Speakers
Description
Large language models (LLMs) are trained with ever-increasing amounts of data. It seems that when asked to solve mathematical tasks, they can infer and reason mathematically [1]. The GSM8K benchmark platform is widely used to test various LLMs to solve simple arithmetic tasks. Recently, LLMs have shown a clear improvement in their ability to correctly answer questions from the GSM8K dataset. However, it is impossible to say conclusively from the GSM8K studies whether the performance increase was also followed by improvements, in the mathematical reasoning mentioned above. A recent study that shed light on the problem of mathematical reasoning in LLMs [2] attempted to address this problem by creating a database based on GSM8K but with the ability to make appropriate changes to the content of math tasks, which would test how true the claim that LLMs can reason is.
In our research, we have attempted to confirm previously established research results, but also to extend them to include newly developed language models such as DeepSeek or more advanced versions of ChatGPT. Above that, the research was also extended to check the influence of the language in which the test math tasks were written on the effectiveness of a given model. We decided to translate the GSM-Symbolic datasets using the Google Translator API, creating Polish equivalents, which we have provisionally named GSM-Symbolic-PL, GSM-P1-PL, GSM-P2-PL. The selected LLMs are then questioned hundreds of times using the 3-shot Chain-of-Thought prompting method [3], which involves giving the model 3 sample questions and answers to indicate how the model should ”think” when generating and answer to the final question. Using it is supposed to allow LLMs to be more directed towards proper mathematical thinking and reasoning which we want to investigate. After that, the results were validated and analyzed.

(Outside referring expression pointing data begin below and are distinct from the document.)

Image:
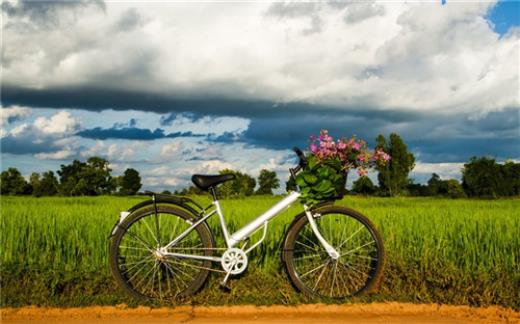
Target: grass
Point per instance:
(54, 251)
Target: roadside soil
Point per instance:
(303, 314)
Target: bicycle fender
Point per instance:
(296, 219)
(159, 199)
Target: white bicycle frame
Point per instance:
(245, 232)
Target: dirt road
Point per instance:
(304, 314)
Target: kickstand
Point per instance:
(223, 283)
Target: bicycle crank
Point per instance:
(233, 261)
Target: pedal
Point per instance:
(225, 287)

Our research was focused on ChatGPT versions 4o-mini and o3-mini and DeepSeek’s latest versions V3 and R1. As expected, the model’s responses depend on the content of the task and is strongly dependent on whether bias is placed in the task, in which case the model makes errors very often. This seems to indicate that LLMs might not be able to reason mathematically the way humans do. Their answers are inconsistent, even though the reasoning path to solve the task remains the same. GSMSymbolic, compared to GSM8K, exposed this weakness even more, but this does not change the fact that the higher models’ correctness of response is quite high.